Founders are leading the shift

And here’s the kicker: it’s not just a consumer-driven shift. Some of the most fascinating changes are happening on the founder side.

Plant-based pioneers are quietly evolving. Not because the market told them to but because they changed.

They’ve experimented. They’ve learned. And in many cases, they’ve moved on.

Take Loco Love. That pivot to using real butter wasn’t the result of a consumer insight study. It was a personal evolution. A values shift. A new belief system.

And when founders make those moves publicly, it creates space for others to follow. It says: you can evolve too.

What this means for brands in this space

If you’re still building your brand on a plant-based message alone - take note.

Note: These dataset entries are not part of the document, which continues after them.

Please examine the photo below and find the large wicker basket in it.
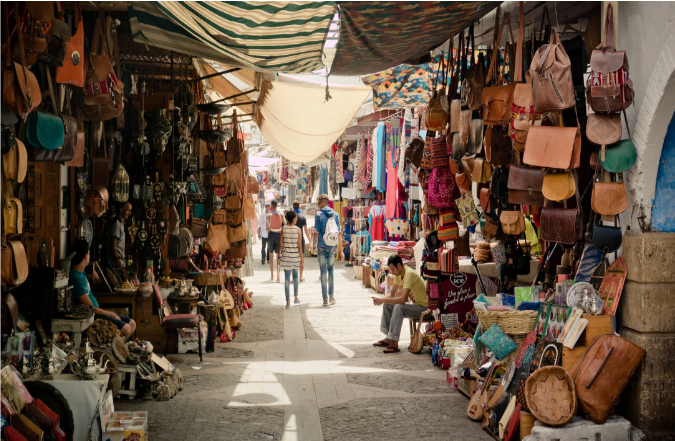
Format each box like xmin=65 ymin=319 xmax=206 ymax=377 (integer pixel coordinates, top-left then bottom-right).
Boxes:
xmin=525 ymin=366 xmax=577 ymax=426
xmin=476 ymin=311 xmax=537 ymax=334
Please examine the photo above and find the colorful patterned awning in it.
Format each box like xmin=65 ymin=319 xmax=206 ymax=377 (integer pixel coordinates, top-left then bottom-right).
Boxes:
xmin=361 ymin=55 xmax=447 ymax=110
xmin=331 ymin=1 xmax=500 ymax=75
xmin=128 ymin=1 xmax=335 ymax=73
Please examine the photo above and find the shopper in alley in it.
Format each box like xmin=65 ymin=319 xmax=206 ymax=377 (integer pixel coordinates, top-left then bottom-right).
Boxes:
xmin=373 ymin=255 xmax=428 ymax=354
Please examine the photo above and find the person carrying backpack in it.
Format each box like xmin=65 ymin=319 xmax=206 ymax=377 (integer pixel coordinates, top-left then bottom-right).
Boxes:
xmin=313 ymin=194 xmax=342 ymax=306
xmin=267 ymin=199 xmax=284 ymax=283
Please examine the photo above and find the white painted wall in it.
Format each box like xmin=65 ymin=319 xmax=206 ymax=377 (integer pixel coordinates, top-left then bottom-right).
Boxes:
xmin=617 ymin=1 xmax=675 ymax=231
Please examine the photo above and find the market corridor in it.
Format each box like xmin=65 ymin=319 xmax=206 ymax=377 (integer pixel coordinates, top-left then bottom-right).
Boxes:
xmin=115 ymin=244 xmax=490 ymax=441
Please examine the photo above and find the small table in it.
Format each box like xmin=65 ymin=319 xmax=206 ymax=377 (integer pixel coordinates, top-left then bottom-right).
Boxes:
xmin=52 ymin=315 xmax=94 ymax=349
xmin=94 ymin=292 xmax=137 ymax=320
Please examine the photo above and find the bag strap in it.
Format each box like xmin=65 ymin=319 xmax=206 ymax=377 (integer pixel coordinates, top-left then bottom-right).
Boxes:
xmin=45 ymin=68 xmax=61 ymax=117
xmin=514 ymin=1 xmax=525 ymax=83
xmin=602 ymin=3 xmax=616 ymax=52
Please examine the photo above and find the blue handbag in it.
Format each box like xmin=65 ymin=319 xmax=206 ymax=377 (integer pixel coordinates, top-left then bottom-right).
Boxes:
xmin=26 ymin=112 xmax=65 ymax=150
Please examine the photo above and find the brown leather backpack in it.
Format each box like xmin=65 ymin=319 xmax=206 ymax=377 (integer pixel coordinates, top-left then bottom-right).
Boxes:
xmin=586 ymin=4 xmax=635 ymax=113
xmin=570 ymin=334 xmax=646 ymax=424
xmin=84 ymin=17 xmax=124 ymax=121
xmin=530 ymin=30 xmax=576 ymax=112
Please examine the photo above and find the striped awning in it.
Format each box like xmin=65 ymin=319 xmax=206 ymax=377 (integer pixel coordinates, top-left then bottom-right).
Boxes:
xmin=128 ymin=1 xmax=335 ymax=73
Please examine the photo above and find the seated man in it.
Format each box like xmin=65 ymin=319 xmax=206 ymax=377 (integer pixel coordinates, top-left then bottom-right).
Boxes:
xmin=373 ymin=255 xmax=428 ymax=354
xmin=69 ymin=239 xmax=136 ymax=338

“Vegan” used to be a story. Now it’s just a spec. It’s a checkbox, not a compelling reason to believe. Today’s consumer wants more than labels. They want results, flavour and a point of view.

Post-vegan branding is giving them all three.

It’s not the death of plant-based. But it’s a reminder: no belief system is sacred in a category this dynamic. Consumers shift. Founders evolve. And the brands that adapt early get to define what comes next.

And if your brand is still whispering about its protein source while everyone else is yelling “MEAT,” don’t be surprised when you get drowned out.